KAB. TANGGAMUS, || DPD Lembaga Perlindungan Konsumen Nusantara indonesia, Kabupaten Tanggamus mendesak Inspektorat Kabupaten Tanggamus untuk segera turun melakukan audit realisasi Anggaran Dana Bantuan Operasional Sekolah (BOS) di SDN 1 Tanjung Jati, Kecamatan Kota Agung Timur, Kabupaten Tanggamus lampung Selasa 16 Juni 2026.

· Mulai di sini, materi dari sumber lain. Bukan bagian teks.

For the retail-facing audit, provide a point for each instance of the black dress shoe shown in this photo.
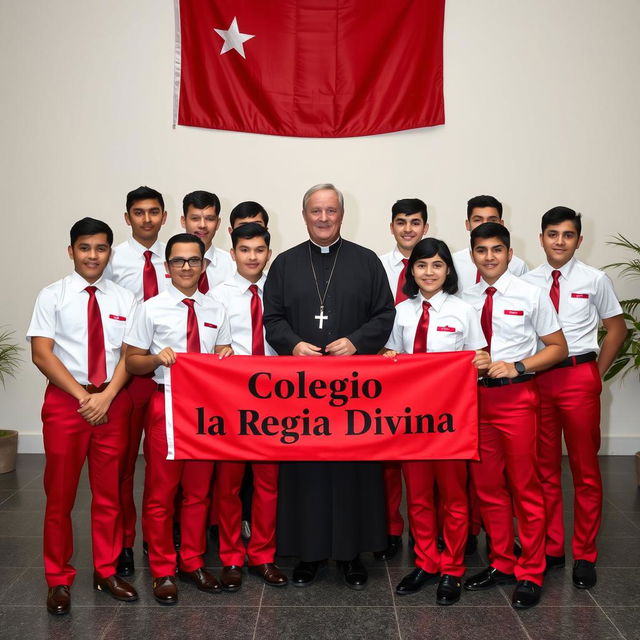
(355, 574)
(304, 573)
(526, 595)
(414, 581)
(553, 562)
(487, 579)
(449, 589)
(584, 574)
(125, 565)
(393, 546)
(59, 600)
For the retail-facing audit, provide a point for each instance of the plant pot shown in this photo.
(8, 450)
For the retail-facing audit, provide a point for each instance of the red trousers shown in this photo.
(68, 441)
(451, 479)
(140, 390)
(393, 497)
(570, 403)
(262, 545)
(161, 482)
(506, 478)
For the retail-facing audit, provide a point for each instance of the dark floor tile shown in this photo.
(33, 622)
(326, 623)
(329, 590)
(569, 622)
(459, 622)
(627, 619)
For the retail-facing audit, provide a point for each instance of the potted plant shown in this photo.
(9, 361)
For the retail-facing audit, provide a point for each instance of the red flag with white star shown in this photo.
(309, 68)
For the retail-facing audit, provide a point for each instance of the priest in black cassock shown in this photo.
(328, 296)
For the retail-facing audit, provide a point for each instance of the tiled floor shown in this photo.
(327, 609)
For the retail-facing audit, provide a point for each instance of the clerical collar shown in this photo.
(328, 248)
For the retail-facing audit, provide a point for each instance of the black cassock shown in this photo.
(329, 509)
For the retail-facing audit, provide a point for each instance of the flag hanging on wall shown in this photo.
(310, 68)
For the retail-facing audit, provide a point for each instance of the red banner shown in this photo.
(309, 67)
(417, 407)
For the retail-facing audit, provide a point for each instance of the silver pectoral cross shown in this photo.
(321, 318)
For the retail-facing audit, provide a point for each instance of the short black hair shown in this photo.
(143, 193)
(408, 206)
(427, 248)
(200, 200)
(248, 231)
(90, 227)
(183, 237)
(558, 215)
(479, 202)
(491, 230)
(248, 209)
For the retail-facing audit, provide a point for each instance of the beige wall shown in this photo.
(542, 107)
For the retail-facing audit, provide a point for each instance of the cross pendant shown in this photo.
(321, 318)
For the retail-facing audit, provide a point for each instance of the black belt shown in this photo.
(572, 361)
(503, 382)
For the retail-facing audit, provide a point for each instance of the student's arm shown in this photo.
(616, 329)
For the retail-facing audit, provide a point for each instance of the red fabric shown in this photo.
(400, 294)
(95, 341)
(506, 478)
(257, 333)
(450, 476)
(149, 277)
(162, 479)
(486, 317)
(193, 333)
(348, 408)
(554, 292)
(69, 440)
(262, 545)
(312, 68)
(420, 340)
(570, 404)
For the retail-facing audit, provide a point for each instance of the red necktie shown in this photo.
(193, 334)
(486, 318)
(96, 357)
(420, 341)
(149, 279)
(257, 335)
(401, 280)
(554, 292)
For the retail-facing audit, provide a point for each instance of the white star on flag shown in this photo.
(233, 39)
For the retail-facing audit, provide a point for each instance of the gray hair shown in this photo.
(320, 187)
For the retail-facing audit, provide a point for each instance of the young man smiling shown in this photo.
(570, 391)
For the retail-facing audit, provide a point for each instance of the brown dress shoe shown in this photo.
(270, 573)
(120, 589)
(59, 600)
(165, 590)
(231, 578)
(204, 580)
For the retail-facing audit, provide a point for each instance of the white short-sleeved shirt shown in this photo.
(162, 322)
(220, 266)
(60, 313)
(234, 294)
(521, 314)
(126, 267)
(586, 297)
(467, 270)
(454, 325)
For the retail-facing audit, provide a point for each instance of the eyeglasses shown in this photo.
(178, 263)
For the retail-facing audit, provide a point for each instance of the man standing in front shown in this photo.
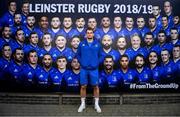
(89, 55)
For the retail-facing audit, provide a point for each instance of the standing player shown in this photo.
(89, 56)
(141, 26)
(47, 45)
(92, 23)
(168, 67)
(29, 26)
(68, 31)
(107, 49)
(80, 27)
(25, 12)
(128, 75)
(118, 26)
(143, 73)
(168, 12)
(8, 18)
(43, 75)
(55, 26)
(5, 61)
(72, 78)
(110, 77)
(106, 29)
(155, 68)
(174, 37)
(30, 70)
(61, 49)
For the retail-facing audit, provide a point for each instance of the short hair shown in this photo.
(31, 51)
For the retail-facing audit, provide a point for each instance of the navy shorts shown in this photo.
(93, 76)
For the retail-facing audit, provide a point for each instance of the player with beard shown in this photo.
(106, 29)
(155, 68)
(168, 67)
(43, 75)
(107, 49)
(128, 75)
(143, 73)
(29, 26)
(72, 78)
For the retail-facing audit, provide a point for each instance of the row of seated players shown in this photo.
(16, 74)
(121, 46)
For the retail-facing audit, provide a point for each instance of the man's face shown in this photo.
(61, 63)
(25, 8)
(176, 52)
(124, 62)
(75, 42)
(117, 22)
(47, 61)
(152, 22)
(156, 11)
(67, 22)
(75, 64)
(92, 23)
(17, 19)
(121, 43)
(165, 56)
(7, 52)
(140, 22)
(44, 22)
(19, 56)
(31, 21)
(129, 22)
(139, 61)
(90, 34)
(33, 58)
(60, 42)
(167, 7)
(55, 23)
(108, 63)
(149, 40)
(80, 23)
(161, 38)
(174, 34)
(6, 32)
(12, 7)
(136, 42)
(164, 21)
(176, 20)
(34, 39)
(105, 22)
(153, 58)
(46, 40)
(20, 36)
(106, 42)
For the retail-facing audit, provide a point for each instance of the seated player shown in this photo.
(155, 67)
(143, 73)
(110, 79)
(43, 75)
(73, 77)
(128, 75)
(56, 80)
(61, 49)
(30, 70)
(168, 67)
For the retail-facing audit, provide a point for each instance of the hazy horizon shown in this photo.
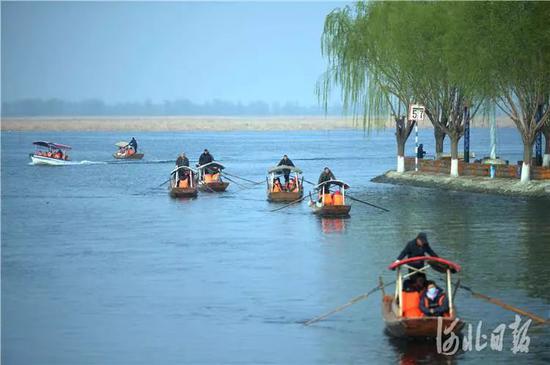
(129, 52)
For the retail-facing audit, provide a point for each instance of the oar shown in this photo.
(236, 183)
(242, 178)
(348, 304)
(506, 306)
(291, 203)
(367, 203)
(163, 183)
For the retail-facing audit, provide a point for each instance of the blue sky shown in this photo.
(128, 51)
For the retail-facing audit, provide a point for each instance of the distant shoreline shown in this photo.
(191, 123)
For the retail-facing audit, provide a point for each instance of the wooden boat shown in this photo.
(209, 178)
(276, 192)
(124, 154)
(331, 203)
(399, 321)
(48, 154)
(181, 187)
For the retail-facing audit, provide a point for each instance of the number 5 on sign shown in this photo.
(416, 112)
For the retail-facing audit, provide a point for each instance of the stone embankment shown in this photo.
(477, 184)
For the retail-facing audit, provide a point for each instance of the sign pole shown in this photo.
(466, 135)
(416, 146)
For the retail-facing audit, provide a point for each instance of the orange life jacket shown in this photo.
(439, 303)
(337, 198)
(184, 183)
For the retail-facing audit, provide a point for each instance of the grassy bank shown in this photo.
(500, 186)
(189, 123)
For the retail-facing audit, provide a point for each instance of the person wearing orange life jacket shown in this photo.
(277, 187)
(434, 301)
(285, 161)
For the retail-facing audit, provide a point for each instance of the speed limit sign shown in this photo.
(416, 112)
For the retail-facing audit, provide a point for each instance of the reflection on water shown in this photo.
(333, 225)
(101, 266)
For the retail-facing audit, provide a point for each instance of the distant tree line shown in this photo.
(96, 107)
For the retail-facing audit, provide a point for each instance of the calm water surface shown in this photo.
(99, 266)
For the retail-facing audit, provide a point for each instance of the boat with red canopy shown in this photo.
(332, 199)
(401, 312)
(183, 183)
(49, 153)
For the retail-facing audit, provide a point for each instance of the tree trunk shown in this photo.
(439, 140)
(402, 132)
(527, 156)
(454, 154)
(401, 154)
(546, 157)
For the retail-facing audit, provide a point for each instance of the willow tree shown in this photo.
(363, 63)
(515, 54)
(546, 132)
(386, 55)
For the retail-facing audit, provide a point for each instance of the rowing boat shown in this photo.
(331, 203)
(291, 191)
(183, 183)
(125, 153)
(401, 312)
(49, 153)
(209, 177)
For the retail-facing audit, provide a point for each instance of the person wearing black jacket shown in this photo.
(433, 301)
(205, 158)
(420, 153)
(133, 144)
(417, 247)
(285, 161)
(182, 160)
(326, 175)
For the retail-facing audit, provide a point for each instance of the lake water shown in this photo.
(100, 266)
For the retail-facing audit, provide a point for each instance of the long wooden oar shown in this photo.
(534, 317)
(348, 304)
(291, 203)
(242, 186)
(367, 203)
(242, 178)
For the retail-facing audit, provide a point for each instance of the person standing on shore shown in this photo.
(326, 175)
(133, 144)
(420, 153)
(285, 161)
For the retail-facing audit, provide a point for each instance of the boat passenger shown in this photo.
(420, 153)
(277, 187)
(434, 301)
(133, 144)
(182, 160)
(205, 158)
(285, 161)
(417, 247)
(326, 175)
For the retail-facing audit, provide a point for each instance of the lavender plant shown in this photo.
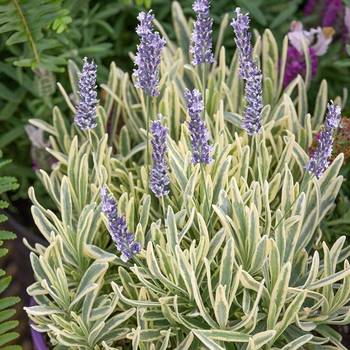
(249, 273)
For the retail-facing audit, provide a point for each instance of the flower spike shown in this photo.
(199, 132)
(159, 174)
(148, 55)
(250, 73)
(201, 48)
(319, 160)
(86, 110)
(117, 227)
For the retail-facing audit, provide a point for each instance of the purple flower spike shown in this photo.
(159, 175)
(201, 48)
(148, 55)
(86, 109)
(331, 12)
(309, 7)
(250, 73)
(199, 133)
(319, 160)
(117, 227)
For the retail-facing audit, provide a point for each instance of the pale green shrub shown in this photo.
(249, 272)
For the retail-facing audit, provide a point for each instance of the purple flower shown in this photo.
(117, 227)
(316, 39)
(296, 64)
(319, 160)
(243, 37)
(159, 175)
(201, 48)
(250, 73)
(309, 7)
(198, 130)
(331, 11)
(86, 109)
(148, 55)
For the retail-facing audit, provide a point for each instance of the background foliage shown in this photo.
(221, 278)
(35, 50)
(7, 326)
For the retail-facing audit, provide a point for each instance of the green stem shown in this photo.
(27, 31)
(203, 68)
(304, 182)
(205, 188)
(162, 202)
(147, 138)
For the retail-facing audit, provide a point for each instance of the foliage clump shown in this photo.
(231, 255)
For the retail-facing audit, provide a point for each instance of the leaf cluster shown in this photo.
(248, 271)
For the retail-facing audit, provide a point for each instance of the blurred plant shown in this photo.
(245, 274)
(35, 47)
(7, 326)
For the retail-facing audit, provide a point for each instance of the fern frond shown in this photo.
(7, 325)
(27, 23)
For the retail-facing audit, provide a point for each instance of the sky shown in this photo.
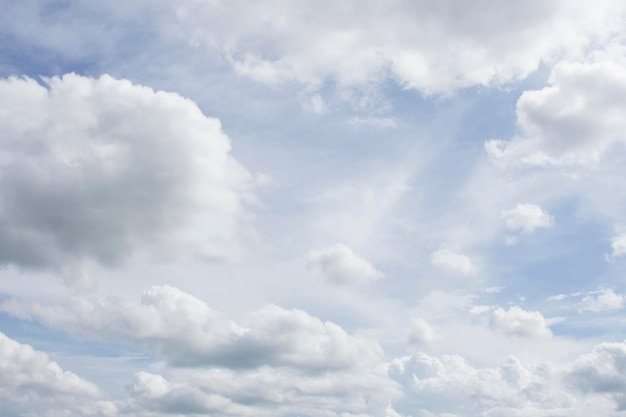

Desakan tersebut disampaikan Ketua DPD LPKNI Tanggamus, Yuliar Baro saat dimintai tanggapan oleh sejumlah awak media terkait mencuatnya informasi dugaan mark up dalam realisasi penggunaan Dana BOS di sekolah tersebut,
Menurutnya, Inspektorat Kabupaten Tanggamus harus segera mengambil langkah konkret guna menindaklanjuti berbagai informasi yang berkembang di tengah masyarakat terkait indikasi mark up realisasi Dana BOS yang saat ini menjadi sorotan publik
“Inspektorat harus segera turun tangan dan melakukan audit secara menyeluruh terhadap realisasi Dana BOS SDN 1 Tanjung Jati. Yang di kelola oleh Khusnul Aisah S,pd selaku kepala sekolah,
jangan sampai persoalan ini menjadi polemik berkepanjangan yang dapat menimbulkan spekulasi di tengah-tengah masyarakat,” ujar Yuliar baro
Ia menegaskan bahwa transparansi dan akuntabilitas dalam pengelolaan anggaran pendidikan merupakan hal yang sangat penting, mengingat Dana BOS bersumber dari keuangan negara yang diperuntukkan untuk meningkatkan kualitas pendidikan
Menurutnya, publik saat ini menantikan langkah tegas dari Inspektorat guna memastikan apakah pengelolaan anggaran telah dilaksanakan sesuai dengan ketentuan yang berlaku atau terdapat penyimpangan yang perlu ditindaklanjuti
“Saya berharap pihak Inspektorat Kabupaten Tanggamus segera melakukan audit secara profesional dan independen agar semua menjadi terang dan jelas. Jika memang tidak ditemukan pelanggaran, sampaikan kepada publik. Namun apabila ditemukan adanya penyimpangan, maka harus ditindaklanjuti sesuai aturan yang berlaku,” tegasnya
Yuliar Baro juga berharap pengawasan terhadap penggunaan Dana BOS dapat terus diperkuat demi memastikan anggaran pendidikan benar-benar tepat sasaran dan memberikan manfaat bagi peningkatan mutu pendidikan serta kebutuhan peserta didik.
Hingga berita ini diterbitkan, pihak kepala sekolah Khusnul Aisah S,Pd, maupun Inspektorat Kabupaten Tanggamus belum memberikan keterangan resmi terkait desakan audit tersebut.